Growing up, my parents had a peach tree in our front yard and I always enjoyed eating those fresh peaches on a hot summer day. So when my wife and I hit upon the idea of planting an orchard instead of giving out favors at our wedding, I had to get a couple peach trees included. The day after our wedding we planted them out in the canary grass buffer behind all the farm buildings and pretty much forgot about them for the next 15 or so years.
I guess the reason is that aside from the apple trees, they never produced a lot of fruit. The deer evidently love peach trees and kept them heavily pruned, killing the other one. Probably the same went for the two sour cherry trees we planted. One apple tree however did alright and we did pick some apples off it from time to time but that was the extent of our use of the orchard.
So when the garden fencing idea took fruition, we enclosed the old orchard remnants and I have kept it mowed this past year. With the deer now not welcome the old peach tree has shown its gratitude. The last time we were down on the farm, I picked all four peaches that it produced this year. Three of them were so bug eaten that we could only get one good bite on the far (good) side before tossing them. One peach was a specimen fruit that we used in a desert back home.

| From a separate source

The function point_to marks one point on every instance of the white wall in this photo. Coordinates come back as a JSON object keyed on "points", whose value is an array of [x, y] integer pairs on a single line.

Here I am showing off the one bug eaten peach with my teeth marks in the good half. I ate a few more bites before giving it a toss. The nearly pristine peach is the one behind it. Although we haven't planted any more yet, I would like to plant a few more peach trees in the new orchard when we find some for the right price. They aren't real hardy trees this far north but if we got a handful of years of fruit out of them I would be happy.
Thinking of Debby, I thought I would show this strip between our asparagus bed on the left and corn/potato patch on the right over looking the strawberry beds in the distance. One of the few times I have been able to mow this strip this year due to all the wet weather.